While Martyn shared our blue-skies aspiration to streamline Crossref’s APIs to offer insight to all these relationships with a single service, Joe Wass grounded those ambitions in the reality of technical work underway. His team’s attention is divided between three main areas. They continue to maintain and de-bug our existing infrastructure. They are developing self-service solutions for members. Finally, they are mapping and planning improved infrastructure, evaluating technology against the Research Nexus vision.
Bringing it back to the source (of metadata), Rachael Lammey offered a very practical guide to key activities enabling Research Nexus that all members can take on now. She highlighted the benefits of collecting and registering data citations, ROR IDs, and grant funding information. She went on to talk about challenges of subject classification (at a journal level) that our research and development efforts are focusing on at the moment.
Summary of discussions
Publishing has changed dramatically and our members recognise increasing opportunities for transparency of the scholarly record. Breaking the distant vision of Research Nexus down into actionable chunks made it more relatable for call participants. Many reflected on seeing their place in it properly for the first time. Yet, challenges remain and many were brought to the fore in the discussions.
The reliability and usability of the technology for registering metadata with Crossref needs to improve. We need to do better in supporting multi-language and multi-alphabet information. Not just developing systems anew, but also streamline the way content is registered and annotated, and continue to disambiguate the competing identifiers. Different record types, chiefly books, present specific challenges in this regard. Finally, making all that metadata accessible and usable is key to enabling insights from the rich data we collectively make available.
Technology is important, but won’t overcome the barriers that exist in the mindsets. Siloed thinking means that publishers may not be sensitive to benefits that improved relationship metadata could have for colleagues working on assessment, even within the same institutions. Greater guidance or best practices for new identifiers, such as ORCID, ROR, grants, would allow more publishers to get on board with the changes. Researchers often don’t help the cause either – many don’t realise the role and benefits of metadata for their work and are reluctant to provide rich information related to it, perceiving it as a bureaucratic burden.

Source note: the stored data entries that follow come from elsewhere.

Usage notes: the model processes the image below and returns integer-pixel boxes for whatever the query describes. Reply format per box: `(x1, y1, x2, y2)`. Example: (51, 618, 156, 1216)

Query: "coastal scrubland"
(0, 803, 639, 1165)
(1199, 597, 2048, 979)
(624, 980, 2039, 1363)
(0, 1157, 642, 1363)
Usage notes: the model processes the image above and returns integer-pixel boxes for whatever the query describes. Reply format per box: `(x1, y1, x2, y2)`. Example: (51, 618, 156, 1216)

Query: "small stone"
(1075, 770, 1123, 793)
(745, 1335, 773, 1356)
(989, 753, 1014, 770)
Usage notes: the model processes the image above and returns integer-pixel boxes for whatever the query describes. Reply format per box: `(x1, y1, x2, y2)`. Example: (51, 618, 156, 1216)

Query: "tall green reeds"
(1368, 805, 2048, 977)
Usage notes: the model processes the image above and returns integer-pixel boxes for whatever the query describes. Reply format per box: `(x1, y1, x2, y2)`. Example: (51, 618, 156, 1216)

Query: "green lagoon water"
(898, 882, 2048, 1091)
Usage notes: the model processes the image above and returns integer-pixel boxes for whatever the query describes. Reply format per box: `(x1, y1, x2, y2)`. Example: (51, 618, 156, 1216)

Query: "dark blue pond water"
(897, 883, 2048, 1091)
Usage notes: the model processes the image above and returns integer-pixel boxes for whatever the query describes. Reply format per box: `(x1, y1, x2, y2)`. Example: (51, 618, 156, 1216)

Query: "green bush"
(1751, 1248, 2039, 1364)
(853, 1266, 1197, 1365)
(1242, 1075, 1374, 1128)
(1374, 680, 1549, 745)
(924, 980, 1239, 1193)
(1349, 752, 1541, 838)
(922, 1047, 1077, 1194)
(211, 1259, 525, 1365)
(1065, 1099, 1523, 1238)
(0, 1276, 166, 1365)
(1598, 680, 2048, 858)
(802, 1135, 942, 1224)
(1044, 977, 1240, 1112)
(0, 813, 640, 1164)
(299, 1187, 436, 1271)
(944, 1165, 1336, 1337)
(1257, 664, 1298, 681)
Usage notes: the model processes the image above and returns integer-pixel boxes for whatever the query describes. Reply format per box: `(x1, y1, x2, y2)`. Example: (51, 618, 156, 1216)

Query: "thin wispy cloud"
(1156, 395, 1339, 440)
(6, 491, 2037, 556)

In a nutshell, I learnt that – while the concept of Research Nexus is pretty complex – we’re all already participating in making it a reality. I’m grateful to the call participants for sharing their challenges and ideas so generously. It means we can work to address those. I’ll be sure to follow-up on requests for support and clearer guidelines about citing data, recording ROR IDs and grants information in the metadata, and we’ll engage our community on complex topics of record updates (corrections, retractions and versions). Be sure to keep in touch with the conversations on the Community Forum. I’ll see you there!